Do sytuacji doszło w hrabstwie Skamania w stanie Waszyngton na zachodzie USA. Mieszkańcy Portland w Oregonie w święta wyruszyli w góry, aby szukać Wielkiej Stopy. Okolice, które wybrali to bardzo trudny, górzysty teren ze szczytami takimi jak Mt. Rainier i Mt. Adams, które mierzą nawet ponad 4000 m n.p.m.
Szukali Wielkiej Stopy. Znaleziono ich ciała
Dwóch mężczyzn wybrało się na wyprawę w wigilię, ale nie wrócili do domu. Służby otrzymały informację o ich zaginięciu od zaniepokojonej rodziny w pierwszy dzień świąt. Ruszyły szeroko zakrojone poszukiwania, do których użyto m.in. helikoptera, psów i dronów. Brało w nich udział także 60 ochotników, którzy przeczesywali trudny teren.

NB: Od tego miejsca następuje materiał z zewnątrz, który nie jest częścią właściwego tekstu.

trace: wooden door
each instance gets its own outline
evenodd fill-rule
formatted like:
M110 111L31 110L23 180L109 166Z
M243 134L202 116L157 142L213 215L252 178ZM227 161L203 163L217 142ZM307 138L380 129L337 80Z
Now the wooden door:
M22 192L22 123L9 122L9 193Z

Akcja trwała trzy dni. W końcu w okolicach Gifford Pinchot National Forest, w gęstym lesie, udało się odnaleźć mężczyzn. Niestety już nie żyli. Powodem ich śmierci były trudne warunki pogodowe. Mieszkańcy Portland byli nieprzygotowani na wymagający teren i niskie temperatury - oceniła lokalna policja.
Biuro szeryfa hrabstwa Skamania podkreśla, w jak trudnych warunkach przyszło pracować służbom i wolontariuszom, którzy w święta ruszyli na pomoc zaginionym. Musieli się mierzyć z opadami śniegu, deszczem, rwącymi potokami i dużym mrozem. To pokazuje, w jakim niebezpieczeństwie znaleźli się też sami zaginieni.
"Chcielibyśmy złożyć najgłębsze kondolencje rodzinom i najbliższym ofiar tego tragicznego wypadku" - przekazała w komunikacie miejscowa policja.